Always start with what the company is good at, especially what it’s uniquely good at. Go ahead and do your usual SWOT analysis, but put a special emphasis on strengths that differentiate you and will give you competitive advantage. These will give you a running start and help you smoothly migrate from your current markets and offerings to the new ones you choose. They also help to keep you honest as you get tempted to jump into exciting emerging markets that just don’t make sense for your company.

Growth Markets With Active Spending

I could write a book on this topic alone, and many people have, but here is the two-paragraph version: Look past fads and analyze emerging, enduring trends. Look at growth markets related to the market you currently play in. What’s happening in those markets? What are their business imperatives and problems? What will help them succeed? Imagine the market segments as a map of countries and pick ones that share a border with your current market. Eliminate those that don’t value your areas of strength. Look for markets and opportunities where the barriers to entry are reasonably high, especially for companies without your particular strengths.

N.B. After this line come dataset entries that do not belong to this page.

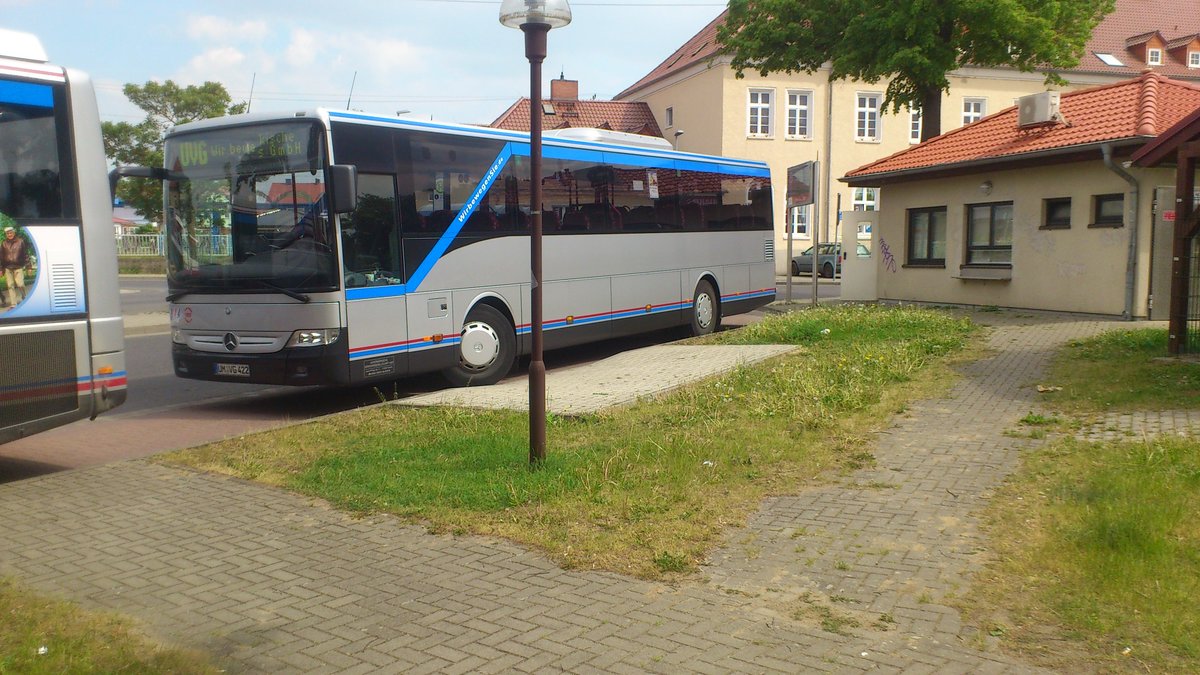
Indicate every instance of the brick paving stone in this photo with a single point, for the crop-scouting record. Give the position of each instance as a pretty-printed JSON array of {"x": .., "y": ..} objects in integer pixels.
[{"x": 274, "y": 581}]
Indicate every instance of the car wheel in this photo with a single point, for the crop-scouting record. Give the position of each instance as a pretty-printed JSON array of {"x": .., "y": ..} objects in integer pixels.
[
  {"x": 486, "y": 351},
  {"x": 706, "y": 309}
]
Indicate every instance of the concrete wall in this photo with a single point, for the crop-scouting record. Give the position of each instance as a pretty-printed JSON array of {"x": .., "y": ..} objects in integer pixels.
[{"x": 1081, "y": 269}]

Be sure to zero in on ones where companies are actively spending, or at least will be spending by the time you are ready to go to market. This is key. It doesn’t matter how great your offering is if companies aren’t allocating budgets in that area. You’re just setting yourself up for a major uphill battle. (I’ve made this mistake myself and have the scars to prove it.) In fact, as you go out to the market to have conversations and bounce your strategy and prospective offerings off of potential customers, ask them outright if this is something they would have budget for during this fiscal year (or whenever you’d get to market). Where are the intersections between business needs/problems in these growth markets and your company’s strengths?

Competitive White Space

Now look at the competitive landscape. Where is no one else is playing? Which business problems in these markets is no one else addressing? Where are the gaps? Which companies out there are good complements to your company and potential offerings – who are the good potential partners?

Find the Intersection

Now look at where all three circles come together – a growth market with active spending and healthy barriers to entry that plays to your strengths and where there is little or no competition. That’s where you are going to find a nice pot of gold waiting for you. All you have to do now is craft products, solutions or other offerings that solve specific business problems and have a strong value/cost ratio.